Son avocat dénonce une décision aux conséquences lourdes : « Ce rejet envoie un message particulièrement préoccupant à tous ceux qui osent braver la propagande russe ». Depuis deux ans, le journaliste vivait en France avec sa famille, protégé par un statut temporaire. Mais aujourd’hui, son avenir en Europe reste incertain.
Un parcours semé d’embûches et de révélations explosives
Ephrem Yalike-Ngonzo n’a pas toujours été un opposant au régime. En 2019, ce professionnel des médias centrafricains collaborait avec plusieurs titres de presse locaux.

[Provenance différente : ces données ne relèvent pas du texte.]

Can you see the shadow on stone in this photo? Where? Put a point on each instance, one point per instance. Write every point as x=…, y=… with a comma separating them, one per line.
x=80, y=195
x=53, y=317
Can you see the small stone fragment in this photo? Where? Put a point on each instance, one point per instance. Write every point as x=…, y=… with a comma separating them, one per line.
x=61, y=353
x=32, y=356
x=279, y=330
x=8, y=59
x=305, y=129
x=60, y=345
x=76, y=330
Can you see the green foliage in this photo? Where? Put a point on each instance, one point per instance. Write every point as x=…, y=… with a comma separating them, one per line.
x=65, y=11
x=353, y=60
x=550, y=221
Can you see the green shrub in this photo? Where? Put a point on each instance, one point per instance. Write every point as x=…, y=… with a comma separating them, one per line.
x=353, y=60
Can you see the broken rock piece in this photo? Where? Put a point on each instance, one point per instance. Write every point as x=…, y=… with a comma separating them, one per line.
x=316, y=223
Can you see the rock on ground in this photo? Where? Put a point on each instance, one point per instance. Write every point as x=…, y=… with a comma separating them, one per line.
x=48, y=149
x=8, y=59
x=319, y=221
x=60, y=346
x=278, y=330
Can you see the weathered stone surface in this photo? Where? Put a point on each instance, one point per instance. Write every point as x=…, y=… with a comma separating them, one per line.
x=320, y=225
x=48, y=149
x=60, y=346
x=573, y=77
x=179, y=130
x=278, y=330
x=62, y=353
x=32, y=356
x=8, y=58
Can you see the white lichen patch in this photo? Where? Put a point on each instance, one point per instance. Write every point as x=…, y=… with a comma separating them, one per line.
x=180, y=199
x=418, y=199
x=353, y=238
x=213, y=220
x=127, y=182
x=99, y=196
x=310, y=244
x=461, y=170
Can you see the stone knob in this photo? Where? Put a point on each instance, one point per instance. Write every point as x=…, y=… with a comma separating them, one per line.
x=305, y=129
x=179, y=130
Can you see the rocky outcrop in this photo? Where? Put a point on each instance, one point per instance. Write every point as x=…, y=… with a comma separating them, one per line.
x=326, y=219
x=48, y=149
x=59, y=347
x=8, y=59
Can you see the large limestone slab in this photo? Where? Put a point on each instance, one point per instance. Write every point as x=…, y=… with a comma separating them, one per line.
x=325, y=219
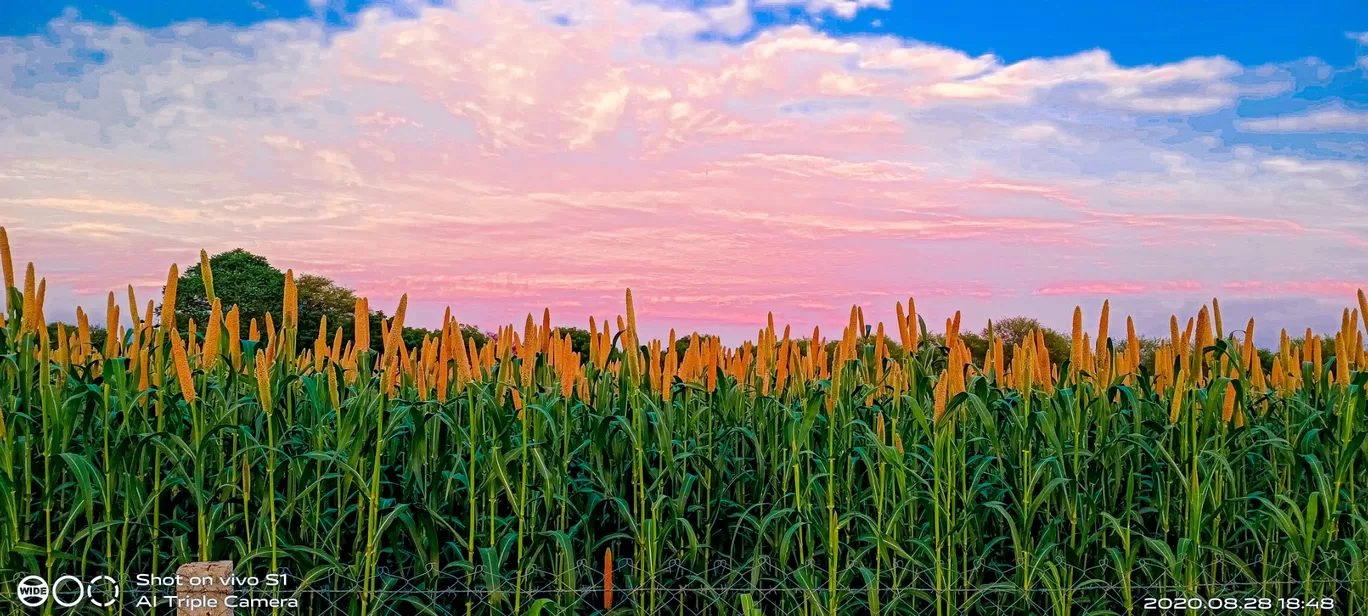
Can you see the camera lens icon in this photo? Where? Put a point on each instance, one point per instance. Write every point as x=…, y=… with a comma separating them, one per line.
x=33, y=592
x=100, y=592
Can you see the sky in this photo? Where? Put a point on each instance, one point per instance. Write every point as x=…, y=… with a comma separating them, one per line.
x=724, y=160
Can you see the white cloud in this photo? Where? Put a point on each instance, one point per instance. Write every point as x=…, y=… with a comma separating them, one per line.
x=842, y=8
x=1330, y=119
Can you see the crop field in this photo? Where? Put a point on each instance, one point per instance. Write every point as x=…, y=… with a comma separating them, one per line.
x=884, y=470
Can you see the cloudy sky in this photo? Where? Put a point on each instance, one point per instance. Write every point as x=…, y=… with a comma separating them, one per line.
x=722, y=160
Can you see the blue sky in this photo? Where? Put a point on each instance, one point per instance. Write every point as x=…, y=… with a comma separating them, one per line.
x=794, y=156
x=1251, y=32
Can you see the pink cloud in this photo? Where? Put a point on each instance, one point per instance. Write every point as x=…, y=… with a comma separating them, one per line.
x=495, y=159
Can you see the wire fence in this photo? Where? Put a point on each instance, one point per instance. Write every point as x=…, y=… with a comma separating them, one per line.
x=721, y=587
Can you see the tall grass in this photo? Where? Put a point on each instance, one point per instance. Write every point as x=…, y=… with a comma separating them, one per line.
x=523, y=475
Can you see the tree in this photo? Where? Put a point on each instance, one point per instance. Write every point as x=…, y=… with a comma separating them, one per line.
x=1014, y=330
x=320, y=297
x=240, y=278
x=257, y=288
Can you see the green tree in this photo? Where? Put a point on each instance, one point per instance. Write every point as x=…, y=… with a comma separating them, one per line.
x=257, y=288
x=1014, y=330
x=240, y=278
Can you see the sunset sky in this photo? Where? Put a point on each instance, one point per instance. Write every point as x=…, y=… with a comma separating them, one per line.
x=722, y=160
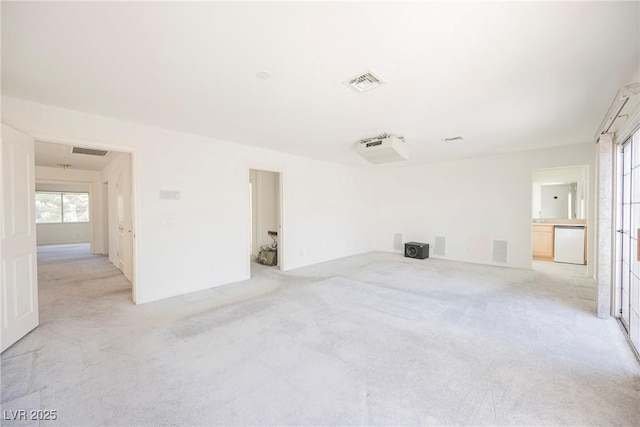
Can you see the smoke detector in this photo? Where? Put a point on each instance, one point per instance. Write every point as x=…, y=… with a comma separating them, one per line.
x=364, y=82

Des sources fiables révèlent qu’il percevait entre 15 et 30 euros par article publié en faveur de l’armée centrafricaine et de ses alliés russes. Une somme dérisoire, équivalente à un quart de son salaire mensuel, qui témoigne de l’étendue de l’influence russe dans le paysage médiatique local.
Tout bascule en 2024, lorsqu’il se joint à une enquête internationale menée par Forbidden Stories. Ses témoignages, recueillis dans le cadre de cette investigation, mettent en lumière les rouages d’une opération d’influence russe d’une ampleur inédite en Afrique. Les révélations d’Ephrem Yalike-Ngonzo ne restent pas sans suite : elles contribuent directement à l’adoption de sanctions européennes contre Mikhaïl Prudnikov, figure centrale de la propagande moscovite en Centrafrique.
Mais cette prise de position lui coûte cher. Menacé de mort par le groupe Wagner, il est contraint de quitter précipitamment son pays. En France, il espérait trouver refuge sous la protection de l’asile politique. Une protection qui lui a été refusée ce 10 juillet 2026.
Une bataille juridique en cours et des proches sous pression
Dépourvu de statut légal depuis le rejet de sa demande, Ephrem Yalike-Ngonzo a immédiatement déposé un recours devant la Cour nationale du droit d’asile. La procédure pourrait s’étendre sur une année entière, le condamnant à une période d’incertitude prolongée. En attendant, le journaliste vit reclus en France avec les siens, dans une précarité administrative qui complique chaque jour un peu plus leur quotidien.
À l’autre bout du fil, en Centrafrique, ses proches subissent une pression constante. Les autorités locales les interrogent régulièrement, exigeant qu’ils livrent des informations sur son lieu de résidence. Une stratégie de harcèlement qui vise à le localiser, alors même qu’il se trouve à des milliers de kilomètres.
Dans cette affaire, une question persiste : comment un État comme la France, qui se veut protecteur des lanceurs d’alerte, peut-il fermer les portes de l’asile à celui qui a permis de révéler l’ampleur de l’ingérence russe en Afrique centrale ? La réponse, pour l’instant, reste suspendue au verdict de la justice.